The OP's point is that Linux appears to be changing from the past and its roots. That change is duly noted here.


----------



## markbsd (Nov 16, 2013)

I don't think Linux developers or users of any distribution really care what is duly noted here. They're obviously happy with their platform, they only outnumber BSD by about 627,938:1. Developers of either platform probably don't pay much mind to alternatives.
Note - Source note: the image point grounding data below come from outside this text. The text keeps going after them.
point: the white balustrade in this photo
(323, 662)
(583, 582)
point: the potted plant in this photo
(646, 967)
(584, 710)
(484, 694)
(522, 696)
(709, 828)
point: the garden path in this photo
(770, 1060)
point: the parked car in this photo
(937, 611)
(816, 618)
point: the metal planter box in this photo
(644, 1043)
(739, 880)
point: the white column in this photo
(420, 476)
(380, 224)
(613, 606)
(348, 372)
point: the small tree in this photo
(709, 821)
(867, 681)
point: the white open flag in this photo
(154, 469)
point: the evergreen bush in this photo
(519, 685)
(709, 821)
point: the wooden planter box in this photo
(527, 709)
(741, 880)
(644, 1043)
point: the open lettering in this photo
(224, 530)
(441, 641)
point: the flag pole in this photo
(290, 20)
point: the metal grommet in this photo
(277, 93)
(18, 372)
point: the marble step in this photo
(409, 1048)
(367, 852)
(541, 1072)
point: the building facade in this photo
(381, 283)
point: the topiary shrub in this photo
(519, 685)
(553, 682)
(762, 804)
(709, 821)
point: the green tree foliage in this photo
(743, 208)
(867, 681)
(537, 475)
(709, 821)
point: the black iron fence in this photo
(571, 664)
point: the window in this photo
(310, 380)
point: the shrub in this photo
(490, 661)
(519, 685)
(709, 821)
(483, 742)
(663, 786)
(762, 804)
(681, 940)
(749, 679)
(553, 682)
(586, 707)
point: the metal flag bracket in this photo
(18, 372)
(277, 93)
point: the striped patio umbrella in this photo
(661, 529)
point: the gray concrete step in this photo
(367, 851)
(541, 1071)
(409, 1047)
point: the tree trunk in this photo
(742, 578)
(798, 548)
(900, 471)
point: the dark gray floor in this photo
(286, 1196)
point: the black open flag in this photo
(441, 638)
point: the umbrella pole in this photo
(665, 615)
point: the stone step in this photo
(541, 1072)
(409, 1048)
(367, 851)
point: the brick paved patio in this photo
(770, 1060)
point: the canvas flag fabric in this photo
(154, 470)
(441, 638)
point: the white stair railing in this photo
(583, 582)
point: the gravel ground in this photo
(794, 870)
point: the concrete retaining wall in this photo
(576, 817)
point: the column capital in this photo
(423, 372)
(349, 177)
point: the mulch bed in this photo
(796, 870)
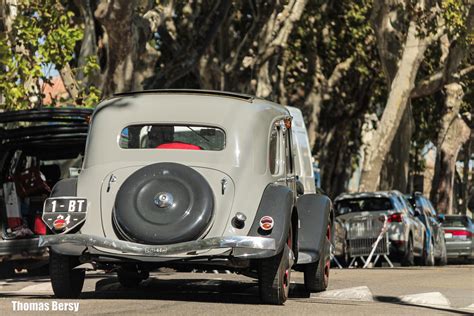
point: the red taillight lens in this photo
(266, 223)
(459, 232)
(40, 226)
(395, 218)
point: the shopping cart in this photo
(367, 237)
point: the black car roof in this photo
(41, 131)
(361, 195)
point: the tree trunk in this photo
(466, 169)
(454, 133)
(398, 98)
(128, 29)
(394, 175)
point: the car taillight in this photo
(459, 232)
(266, 223)
(40, 226)
(395, 218)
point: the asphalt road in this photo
(399, 291)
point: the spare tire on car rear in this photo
(163, 203)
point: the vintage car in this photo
(188, 178)
(37, 148)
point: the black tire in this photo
(316, 274)
(130, 279)
(274, 278)
(408, 258)
(185, 213)
(40, 271)
(66, 282)
(428, 255)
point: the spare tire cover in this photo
(163, 203)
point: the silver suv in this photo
(186, 179)
(406, 232)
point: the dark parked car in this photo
(435, 246)
(458, 231)
(37, 149)
(405, 232)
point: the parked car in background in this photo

There are usually plenty of fanboys for that sort of behaviour.


----------



## Savagedlight (Nov 16, 2013)

Then it's a good thing this thread is about praising the strengths of FreeBSD, even though bad experiences with other operating systems made some people realize those strengths.


----------



## markbsd (Nov 16, 2013)

Savagedlight said:
			
		

> Then it's a good thing this thread is about praising the strengths of FreeBSD, even though bad experiences with other operating systems made some people realize those strengths.



More than 50% of the posts have something (bad) to say about Linux ITT. Can't something be praised without belittling something else?

"We shall have no better conditions in the future if we are satisfied with all those which we have at present." 

Nothing is perfect, but extolling the virtues of yourself and criticizing others doesn't get you anywhere. Unless you're already perfect, but then you wouldn't be judgmental either.

FreeBSD is great, but there's only about 831,937,450 more Linux users who think Linux is greater. If it were a numbers race, we'd have lost. I prefer thinking about what can make something better, rather than what makes it better than something else. And FreeBSD can definitely be better all on its own without worrying about what Linux is doing.


----------